Pourquoi nous avoir laissés aux mains des Anglais? N'aurait-il pas fallu envoyer plus de bateaux pour nous défendre, plutôt que de façonner ce grand château de Versailles, un domaine trop grand, à l'image du Roy Soleil, au détriment du peuple qui meurt de faim.

Un simple immigrant,

Danael


Monsieur,

Il me fait grand plaisir de pouvoir respondre à vostre question, la première qui me parvient de la Neuve-France, dans le cadre des festes qui y sont célébrées.

Je ne suis point certain de bien comprendre les reproches que vous me faites, de vous avoir laissé aux mains des Anglois. Il est vray que je perdis quelques territoires suite à la dernière guerre, mais vous conviendrez comme moy que mes colonies d’Amérique couvrent un territoire immense, très difficile à défendre. Je suis loin de vous avoir oubliés. Songez seulement que c'est sans doute sous mon règne que la Nouvelle-France s'est le plus développée et ce, sous tous les aspects, depuis le règne du Roy mon grand-père, Henry IV. Pour tenter d'encourager la colonisation de ce vaste territoire, plusieurs moyens ont esté mis en oeuvre, comme l'arrivée de Filles du Roy en Nouvelle-France, l'encouragement auprès des soldats présents à s'establir dans la colonie et les contrats d'engagement.

D'après les rapports de mes intendants, je peux vous dire qu'en moins de vingt ans, le nombre de colons establis en Canada a triplé. Cependant, la situation économique autant que politique ainsi que la résistance de plusieurs à quitter la France pour s'establir dans le Nouveau-Monde ont freiné les efforts entrepris. Des compagnies de commerce ont quand même esté créées, ouvertes autant à la noblesse qu'à la roture.
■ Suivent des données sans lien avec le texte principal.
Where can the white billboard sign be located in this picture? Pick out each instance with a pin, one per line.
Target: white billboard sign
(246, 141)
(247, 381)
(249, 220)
Elles connurent et connaissent encore un certain succès.

Par ailleurs, je puis vous assurer que la construction de Versailles n’a nuit en rien aux efforts de guerre déployés durant les conflits que connut le Royaume sous mon règne. En tems de guerre, toutes les ressources du Royaume y sont consacrées et les dépenses pour mes bastiments restreintes au minimum. N’ayez donc point d’inquiétudes à ce sujet.

Il m'est impossible de prédire quel sera l'avenir de mes colonies, ni de savoir ce qui sera décidé à leur sujet lorsque je n'y serai plus. Ceci dit, je suis certain que, dans tous les cas, mes descendants agiront avec les colonies de la façon dont ils le jugeront nécessaire et par rapport aux circonstances dans lesquelles ils évolueront.